Seems complicated...

> <snip>
> The details about when a slave is in sync will get more important as
> soon as we have synchronous streaming.

Yeah, a lot of that logic and states is completely unnecessary until we
have a synchronous mode. Even then, it seems complex.

Here's what I've been hacking:

First of all, walreceiver no longer tries to retry the connection on
error, and postmaster no longer tries to relaunch it if it dies. So when
Walreceiver is launched, it tries to connect once, and if successful,
streams until an error occurs or it's killed.

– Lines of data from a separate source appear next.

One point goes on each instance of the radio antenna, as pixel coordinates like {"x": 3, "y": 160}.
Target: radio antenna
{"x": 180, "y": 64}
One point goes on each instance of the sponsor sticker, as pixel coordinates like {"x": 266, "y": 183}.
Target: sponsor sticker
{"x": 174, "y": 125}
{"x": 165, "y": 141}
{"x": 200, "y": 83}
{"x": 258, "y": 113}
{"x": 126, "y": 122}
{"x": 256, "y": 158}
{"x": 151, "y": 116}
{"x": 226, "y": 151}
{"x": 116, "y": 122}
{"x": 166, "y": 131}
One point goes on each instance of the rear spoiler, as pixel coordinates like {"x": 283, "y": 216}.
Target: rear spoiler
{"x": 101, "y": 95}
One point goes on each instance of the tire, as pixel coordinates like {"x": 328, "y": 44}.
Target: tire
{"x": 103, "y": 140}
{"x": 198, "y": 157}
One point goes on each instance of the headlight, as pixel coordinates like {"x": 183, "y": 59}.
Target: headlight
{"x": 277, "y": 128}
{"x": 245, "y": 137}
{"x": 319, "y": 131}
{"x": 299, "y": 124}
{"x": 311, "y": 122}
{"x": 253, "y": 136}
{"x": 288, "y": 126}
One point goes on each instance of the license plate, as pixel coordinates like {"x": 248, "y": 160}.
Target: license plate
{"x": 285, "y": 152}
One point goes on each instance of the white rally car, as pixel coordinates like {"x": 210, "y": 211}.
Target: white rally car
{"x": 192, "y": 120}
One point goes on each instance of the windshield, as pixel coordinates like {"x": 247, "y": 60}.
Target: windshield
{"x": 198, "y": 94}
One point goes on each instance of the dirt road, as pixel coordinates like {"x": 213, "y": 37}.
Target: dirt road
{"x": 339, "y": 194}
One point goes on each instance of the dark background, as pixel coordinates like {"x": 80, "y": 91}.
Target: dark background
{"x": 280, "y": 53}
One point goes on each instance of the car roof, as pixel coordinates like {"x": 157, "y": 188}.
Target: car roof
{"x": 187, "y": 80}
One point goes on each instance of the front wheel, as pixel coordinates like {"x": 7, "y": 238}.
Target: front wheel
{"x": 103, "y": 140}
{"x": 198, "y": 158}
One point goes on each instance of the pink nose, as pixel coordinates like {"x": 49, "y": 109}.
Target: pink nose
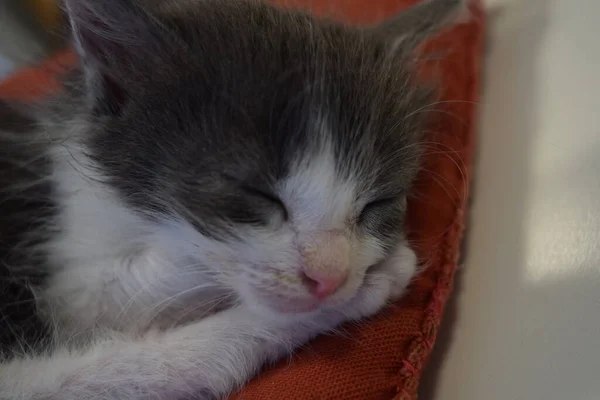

When startup process needs more WAL to continue replay, the logic is in
pseudocode:

while (<need more wal>)
{
if(<walreceiver is alive>)
{
wait for WAL to arrive, or for walreceiver to die.
}
else
{
Run restore_command
If (restore_command succeeded)
break;
else
{
Sleep 5 seconds
Start walreceiver
}
}
}

So there's just two states:

1. Recovering from archive
2. Streaming

We start from 1, and switch state at error.

This gives nice behavior from a user point of view. Standby tries to
make progress using either the archive or streaming, whichever becomes
available first.

Attached is a WIP patch implementing that, also available in the
'replication-xlogrefactor' branch in my git repository. It includes the
Read/FetchRecord refactoring I mentioned earlier; that's a pre-requisite
for this.

The code implementing the above retry logic in XLogReadPage(), in xlog.c.